Angiotensin converting enzyme-regulated, noncholinergic sympathoadrenal catecholamine release mediates the cardiovascular actions of human ‘new pressor protein’ related to coagulation beta-factor XIIa

• Published in: Canadian journal of cardiology Vol. 25; no. 4; pp. e100 - e108
• Main Authors: Papageorgiou, Peter C., PhD, Simos, Demetrios, MSc MD, Boomsma, Frans, PhD, Rojkjaer, Rasmus, PhD, Osmond, Daniel H., PhD
• Format: Journal Article
• Language: English
• Published: England Elsevier Inc 01.04.2009; Pulsus Group Inc
• Subjects: ACE inhibitors; Angiotensin II Type 1 Receptor Blockers - pharmacology; Angiotensin-Converting Enzyme Inhibitors - pharmacology; Animals; Autonomic Nervous System - physiology; Blood Pressure - drug effects; Blood Proteins - pharmacology; Bradykinin; Captopril - pharmacology; Cardiovascular; Cardiovascular System - drug effects; Catecholamines - blood; Coagulation β-FXIIa; Experimental Studies; Factor XII; Factor XIIa - pharmacology; Ganglionic Blockers - pharmacology; Heart Rate - drug effects; Hypertension; Male; Pentolinium Tartrate - pharmacology; Rats; Rats, Wistar; Sympathoadrenal; Hypertension; Coagulation β-FXIIa; ACE inhibitors; Factor XII; Bradykinin; Sympathoadrenal
• ISSN: 0828-282X; 1916-7075
• DOI: 10.1016/S0828-282X(09)70067-4

Background Human ‘new pressor protein’ (NPP), related to coagulation beta-factor XIIa (β-FXIIa), potently releases sympathoadrenal catecholamines in bioassay rats, with concurrent elevation of systolic and diastolic blood pressure (SBP/DBP) and heart rate (HR).

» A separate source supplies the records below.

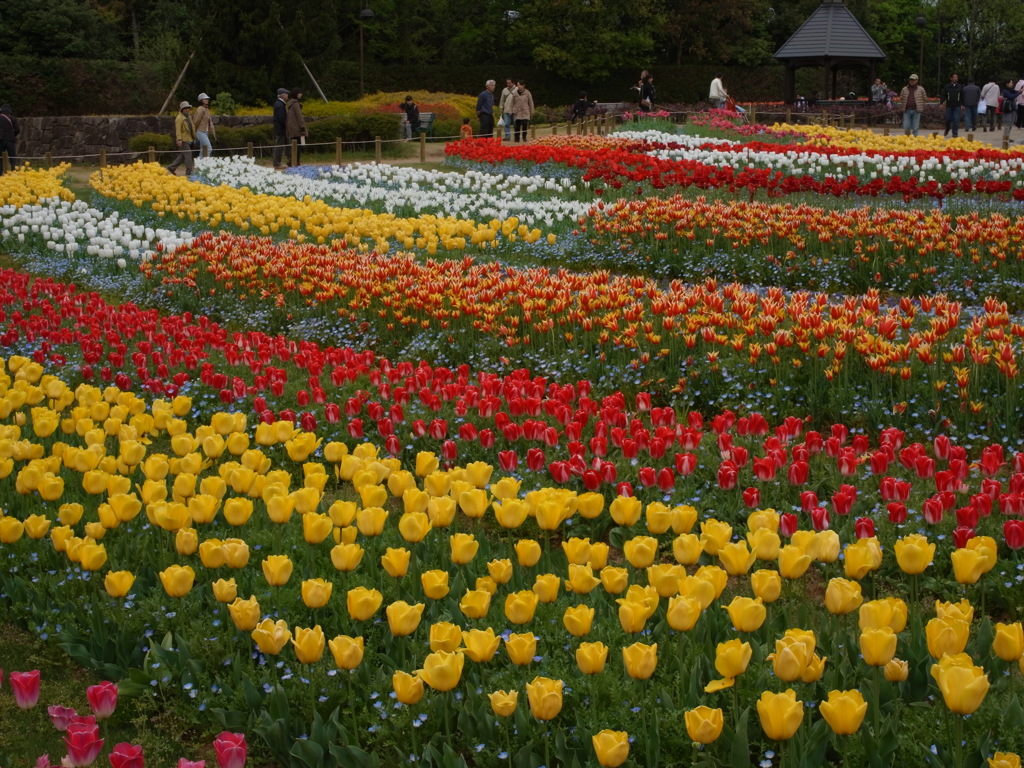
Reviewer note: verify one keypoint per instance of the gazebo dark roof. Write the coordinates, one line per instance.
(832, 38)
(830, 31)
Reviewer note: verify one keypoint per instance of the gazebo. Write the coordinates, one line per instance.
(833, 39)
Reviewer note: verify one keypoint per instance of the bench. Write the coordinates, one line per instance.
(426, 124)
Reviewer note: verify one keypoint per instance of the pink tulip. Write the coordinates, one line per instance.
(102, 698)
(231, 750)
(60, 716)
(26, 687)
(125, 755)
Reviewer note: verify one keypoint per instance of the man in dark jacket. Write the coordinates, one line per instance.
(951, 94)
(971, 95)
(280, 126)
(8, 135)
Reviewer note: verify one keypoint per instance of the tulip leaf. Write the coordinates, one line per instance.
(306, 753)
(740, 754)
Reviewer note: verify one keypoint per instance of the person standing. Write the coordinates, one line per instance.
(951, 95)
(522, 110)
(184, 135)
(912, 97)
(647, 93)
(717, 94)
(280, 127)
(880, 91)
(485, 110)
(971, 95)
(8, 135)
(990, 95)
(412, 111)
(295, 122)
(203, 121)
(504, 104)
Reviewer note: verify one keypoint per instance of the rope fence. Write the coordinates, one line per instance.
(594, 125)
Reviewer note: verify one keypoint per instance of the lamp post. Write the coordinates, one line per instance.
(365, 15)
(921, 23)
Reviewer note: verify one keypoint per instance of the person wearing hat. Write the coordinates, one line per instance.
(912, 97)
(280, 127)
(184, 134)
(203, 120)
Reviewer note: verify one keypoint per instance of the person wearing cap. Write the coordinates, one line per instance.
(203, 120)
(280, 126)
(912, 97)
(412, 111)
(184, 134)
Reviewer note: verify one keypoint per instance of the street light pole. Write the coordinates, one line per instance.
(365, 14)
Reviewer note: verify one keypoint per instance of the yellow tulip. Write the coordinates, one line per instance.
(408, 688)
(414, 526)
(278, 569)
(480, 645)
(545, 696)
(878, 645)
(435, 584)
(308, 644)
(402, 619)
(611, 748)
(704, 724)
(464, 548)
(528, 552)
(224, 591)
(315, 592)
(747, 614)
(441, 671)
(503, 704)
(395, 561)
(946, 636)
(346, 557)
(844, 711)
(1009, 641)
(520, 606)
(119, 583)
(964, 686)
(780, 714)
(640, 659)
(521, 648)
(475, 603)
(913, 553)
(177, 581)
(245, 613)
(578, 620)
(445, 636)
(843, 596)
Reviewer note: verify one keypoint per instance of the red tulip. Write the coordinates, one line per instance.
(102, 698)
(1013, 531)
(26, 688)
(83, 743)
(126, 756)
(231, 750)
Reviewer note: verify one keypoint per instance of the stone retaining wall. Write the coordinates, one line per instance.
(72, 137)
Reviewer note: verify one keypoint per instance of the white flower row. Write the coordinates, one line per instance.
(76, 227)
(410, 192)
(797, 162)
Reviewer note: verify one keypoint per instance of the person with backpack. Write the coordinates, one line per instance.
(8, 135)
(184, 136)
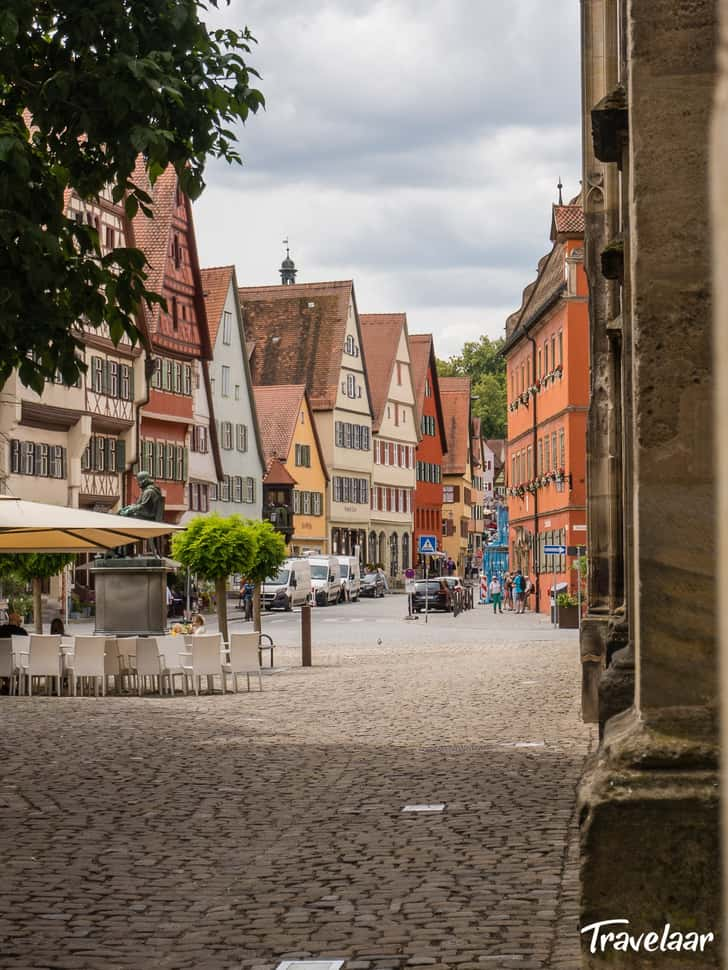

Elevated plasma NPP/β-FXIIa levels in hypertensive anephric pediatric patients on hemodialysis associated with fluid status and blood pressure changes were previously reported, suggesting that NPP/β-FXIIa contributed to their hypertension. Objective To investigate the mechanism of action of NPP/β-FXIIa. Methods Hemodynamic and sympathoadrenal responses to NPP (20 μL plasma equivalent/rat) or coagulation β-FXIIa (300 ng/kg intravenously) were measured in rats treated with pentolinium (ganglion blockade [+GB]) and/or captopril (+CAP; angiotensin converting enzyme [ACE] inhibition). Results In controls not receiving GB or CAP (–GB–CAP), NPP/ β-FXIIa raised plasma epinephrine (E) sixfold, SBP/DBP by 14/8 mmHg and HR by 15 beats/min. With blockade of the cholinergic pathway to the sympathoadrenal system (+GB), basal E, norepinephrine (NE), SBP, DBP and HR all dropped. However NPP/β-FXIIa remained capable of raising E 20-fold, NE fourfold, SBP/DBP by 27/11 mmHg and HR by 20 beats/min, suggesting that it acted through a ‘noncholinergic’ mechanism. With +CAP alone, NPP/β-FXIIa raised plasma E 18-fold, NE threefold, SBP/DBP by 29/8 mmHg and HR by 73 beats/min, implicating an ACE-regulated ‘peptidergic’ mechanism. Combining +GB with +CAP potentiated NPP/β-FXIIa actions further by raising E 50-fold, NE sevenfold, SBP/DBP by 55/20 mmHg and HR by 87 beats/min, strengthening the efficacy of this alternate pathway. Conclusions The cardiovascular effects of NPP/β-FXIIa are considerably mediated by a noncholinergic (peptidergic) ACE-regulated mechanism for sympathoadrenal catecholamine release that is enhanced by +GB and/or +CAP. Under inflammatory procoagulant conditions, endogenously produced NPP/β-FXIIa may interfere with the antihypertensive effects of ACE inhibition therapy.